During the last week i spent a lot of time debugging Asterisk 1.4.31 (BRIstuffed and vanilla). The locking “model” is really … well…let’s say “interesing”. Different threads lock mutexes in different order at quite a few places, which would normally result in insta-deadlocks. This is where theĀ  deadlock avoidance (lock.h) kicks in.

When * fails to aquire a lock (with “ast_mutex_trylock”) while it is holding another lock, it will unlock the held lock, sleep for 1 microsecond and re-lock the lock it held before. This loops until it finally manages to lock the first lock:

while (ast_mutex_trylock(&lock1)) {

ast_mutex_unlock(lock2);
usleep(1);
ast_mutex_lock(lock2)

}

Oh, yes, sometimes it NEVER aquires the first lock! Which turns this “avoided deadlock” into a 100% cpu hog! And it makes it so much harder to actually find a race condition in the code…

In case you are wondering why your D channels sometimes go down for no reason (but might recover after some time) or why your Asterisk process is eating all your CPU cycles although it is only pushing very few calls, then you might have hit an “avoided deadlock”. You will mostlikely experience a degrading voice quality in this case, too.

If you happen to run Asterisk with realtime scheduling priority then your userspace will most likely be gone! You can still ping your machine but cannot login neither remotely nor locally. No, your kernel did not crash, also neither your RAM is dodgy nor your shiny quadBRI card. ;-)
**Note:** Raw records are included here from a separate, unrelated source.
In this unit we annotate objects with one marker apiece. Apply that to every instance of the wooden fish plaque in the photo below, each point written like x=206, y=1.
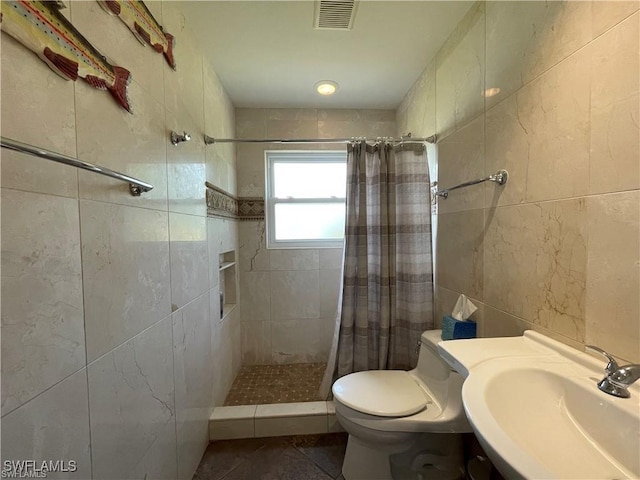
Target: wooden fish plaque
x=40, y=27
x=137, y=17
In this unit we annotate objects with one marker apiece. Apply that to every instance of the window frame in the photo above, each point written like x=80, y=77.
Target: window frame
x=297, y=156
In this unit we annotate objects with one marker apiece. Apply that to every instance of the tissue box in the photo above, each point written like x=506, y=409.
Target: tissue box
x=453, y=329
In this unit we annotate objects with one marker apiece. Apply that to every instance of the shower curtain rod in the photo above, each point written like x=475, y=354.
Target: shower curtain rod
x=210, y=140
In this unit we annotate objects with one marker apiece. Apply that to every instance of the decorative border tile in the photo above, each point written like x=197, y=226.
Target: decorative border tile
x=251, y=208
x=223, y=204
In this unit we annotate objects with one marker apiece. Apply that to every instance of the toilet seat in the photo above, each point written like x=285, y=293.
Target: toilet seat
x=383, y=393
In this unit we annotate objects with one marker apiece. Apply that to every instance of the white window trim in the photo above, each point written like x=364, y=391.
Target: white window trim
x=294, y=156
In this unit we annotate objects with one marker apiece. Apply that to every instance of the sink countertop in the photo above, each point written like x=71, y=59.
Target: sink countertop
x=536, y=410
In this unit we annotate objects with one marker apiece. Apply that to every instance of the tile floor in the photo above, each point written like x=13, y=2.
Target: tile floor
x=308, y=457
x=263, y=384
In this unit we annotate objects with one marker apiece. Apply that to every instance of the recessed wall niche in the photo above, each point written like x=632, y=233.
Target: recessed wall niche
x=228, y=282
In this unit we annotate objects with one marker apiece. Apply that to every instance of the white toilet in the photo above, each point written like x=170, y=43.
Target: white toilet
x=403, y=421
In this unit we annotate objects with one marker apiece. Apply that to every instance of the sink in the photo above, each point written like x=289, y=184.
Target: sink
x=538, y=414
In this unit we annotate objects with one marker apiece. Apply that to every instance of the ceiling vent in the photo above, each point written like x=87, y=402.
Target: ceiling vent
x=335, y=14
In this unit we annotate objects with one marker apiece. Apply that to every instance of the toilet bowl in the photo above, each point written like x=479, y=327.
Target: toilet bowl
x=399, y=414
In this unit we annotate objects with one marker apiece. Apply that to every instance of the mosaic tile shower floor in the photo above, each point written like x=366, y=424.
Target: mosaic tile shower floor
x=263, y=384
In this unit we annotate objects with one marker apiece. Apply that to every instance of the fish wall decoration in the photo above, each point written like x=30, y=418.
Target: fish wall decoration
x=39, y=26
x=137, y=17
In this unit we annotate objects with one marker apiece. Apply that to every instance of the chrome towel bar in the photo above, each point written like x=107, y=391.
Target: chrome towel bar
x=136, y=187
x=500, y=177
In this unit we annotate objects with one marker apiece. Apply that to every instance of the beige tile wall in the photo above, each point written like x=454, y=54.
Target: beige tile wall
x=557, y=249
x=289, y=297
x=113, y=350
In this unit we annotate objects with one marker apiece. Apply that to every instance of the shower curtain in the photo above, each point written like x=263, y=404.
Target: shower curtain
x=386, y=298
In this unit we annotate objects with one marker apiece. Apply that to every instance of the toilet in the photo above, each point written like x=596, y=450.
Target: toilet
x=403, y=424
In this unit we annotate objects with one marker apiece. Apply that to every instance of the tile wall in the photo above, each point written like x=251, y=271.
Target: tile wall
x=113, y=351
x=556, y=249
x=289, y=297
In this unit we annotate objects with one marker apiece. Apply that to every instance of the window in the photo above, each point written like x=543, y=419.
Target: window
x=306, y=193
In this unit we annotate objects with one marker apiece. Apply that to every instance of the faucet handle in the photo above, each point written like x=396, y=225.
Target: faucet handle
x=612, y=366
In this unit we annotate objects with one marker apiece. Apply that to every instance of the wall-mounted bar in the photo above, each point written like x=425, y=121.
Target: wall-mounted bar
x=210, y=140
x=136, y=187
x=500, y=177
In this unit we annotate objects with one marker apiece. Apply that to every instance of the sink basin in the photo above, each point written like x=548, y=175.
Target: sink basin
x=539, y=414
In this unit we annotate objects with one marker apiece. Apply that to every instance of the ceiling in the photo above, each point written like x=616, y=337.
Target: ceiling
x=268, y=54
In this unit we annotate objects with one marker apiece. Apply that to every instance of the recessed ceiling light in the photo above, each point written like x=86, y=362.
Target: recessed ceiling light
x=326, y=87
x=491, y=92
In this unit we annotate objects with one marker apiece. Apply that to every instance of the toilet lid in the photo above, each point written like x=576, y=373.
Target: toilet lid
x=385, y=393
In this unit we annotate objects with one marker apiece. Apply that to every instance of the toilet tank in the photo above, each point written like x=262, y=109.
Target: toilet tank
x=431, y=366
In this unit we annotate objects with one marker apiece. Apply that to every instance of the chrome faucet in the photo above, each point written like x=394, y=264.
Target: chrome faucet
x=617, y=379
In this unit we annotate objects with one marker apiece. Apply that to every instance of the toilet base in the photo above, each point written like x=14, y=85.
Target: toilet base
x=363, y=462
x=428, y=455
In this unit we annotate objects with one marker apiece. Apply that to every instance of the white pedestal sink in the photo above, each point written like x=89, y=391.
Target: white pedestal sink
x=535, y=408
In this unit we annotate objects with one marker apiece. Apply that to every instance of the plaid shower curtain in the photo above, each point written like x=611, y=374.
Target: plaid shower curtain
x=387, y=287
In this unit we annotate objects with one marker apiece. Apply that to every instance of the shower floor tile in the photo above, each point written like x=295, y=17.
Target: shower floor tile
x=262, y=384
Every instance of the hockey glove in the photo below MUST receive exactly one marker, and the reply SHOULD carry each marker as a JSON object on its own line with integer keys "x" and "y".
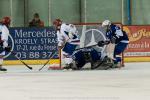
{"x": 102, "y": 43}
{"x": 8, "y": 49}
{"x": 113, "y": 40}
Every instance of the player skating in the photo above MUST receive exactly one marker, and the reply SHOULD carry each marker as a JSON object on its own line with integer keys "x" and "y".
{"x": 117, "y": 37}
{"x": 4, "y": 32}
{"x": 68, "y": 40}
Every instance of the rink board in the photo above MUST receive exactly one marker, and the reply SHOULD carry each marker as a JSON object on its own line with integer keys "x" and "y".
{"x": 57, "y": 61}
{"x": 31, "y": 62}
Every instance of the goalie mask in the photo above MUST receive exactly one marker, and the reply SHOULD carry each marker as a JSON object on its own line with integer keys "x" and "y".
{"x": 106, "y": 25}
{"x": 57, "y": 23}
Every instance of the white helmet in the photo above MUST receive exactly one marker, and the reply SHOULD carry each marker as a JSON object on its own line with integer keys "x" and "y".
{"x": 106, "y": 23}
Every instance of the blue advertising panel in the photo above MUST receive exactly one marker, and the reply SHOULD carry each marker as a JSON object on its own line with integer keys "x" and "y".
{"x": 32, "y": 43}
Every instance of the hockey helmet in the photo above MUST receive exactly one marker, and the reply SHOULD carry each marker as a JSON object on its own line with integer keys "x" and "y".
{"x": 106, "y": 23}
{"x": 57, "y": 22}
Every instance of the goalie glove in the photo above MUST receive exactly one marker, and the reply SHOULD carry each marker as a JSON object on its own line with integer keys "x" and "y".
{"x": 102, "y": 43}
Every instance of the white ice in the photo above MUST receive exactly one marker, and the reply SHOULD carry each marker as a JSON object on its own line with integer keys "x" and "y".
{"x": 129, "y": 83}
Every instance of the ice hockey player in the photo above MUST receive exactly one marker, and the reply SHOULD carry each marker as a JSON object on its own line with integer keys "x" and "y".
{"x": 68, "y": 40}
{"x": 118, "y": 37}
{"x": 4, "y": 32}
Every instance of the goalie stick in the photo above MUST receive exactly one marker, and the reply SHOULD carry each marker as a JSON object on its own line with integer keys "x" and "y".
{"x": 47, "y": 61}
{"x": 14, "y": 54}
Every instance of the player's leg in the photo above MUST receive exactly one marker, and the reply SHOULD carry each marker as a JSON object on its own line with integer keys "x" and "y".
{"x": 67, "y": 52}
{"x": 1, "y": 61}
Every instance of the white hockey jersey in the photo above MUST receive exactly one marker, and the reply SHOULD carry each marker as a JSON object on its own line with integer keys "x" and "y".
{"x": 67, "y": 33}
{"x": 4, "y": 33}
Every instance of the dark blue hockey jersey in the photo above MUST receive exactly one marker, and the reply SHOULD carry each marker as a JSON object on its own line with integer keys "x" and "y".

I managed to “fix” some places in chan_dahdi which used the wrong locking order, but there are still a few remaining places which will need much testing after the locking order has been resolve, for example:

If a DAHDI channel receives events from the ISDN, it will have the pri->lock aquired and then will try to aquire the pvt->lock and channel->lock. On the other hand if the Asterisk core calls a function (ast_answer, ast_hangup…) on a DAHDI channel it will call it with the channel->lock locked and will try to lock the pvt->lock and then the pri->lock .

When both things happen at the same time we would have a deadlock (without the “deadlock avoidance”). With the “deadlock avoidance” there is a chance to create an infinite loop. If the Asterisk system is not pushing many calls then the probability of such a loop increases significantly because there will not be many other threads “disturbing” the steady timing of the two threads (they both always sleep for 1 microsecond and most likely will always be scheduled in the same order!). On a loaded Asterisk system the probability of such an event is much lower.

Maybe it might be a good idea to add a little randomness to the sleeping interval. For development and testing I will remove the “while-try-lock” loops and use the deadlocking regular ast_mute_lock function instead.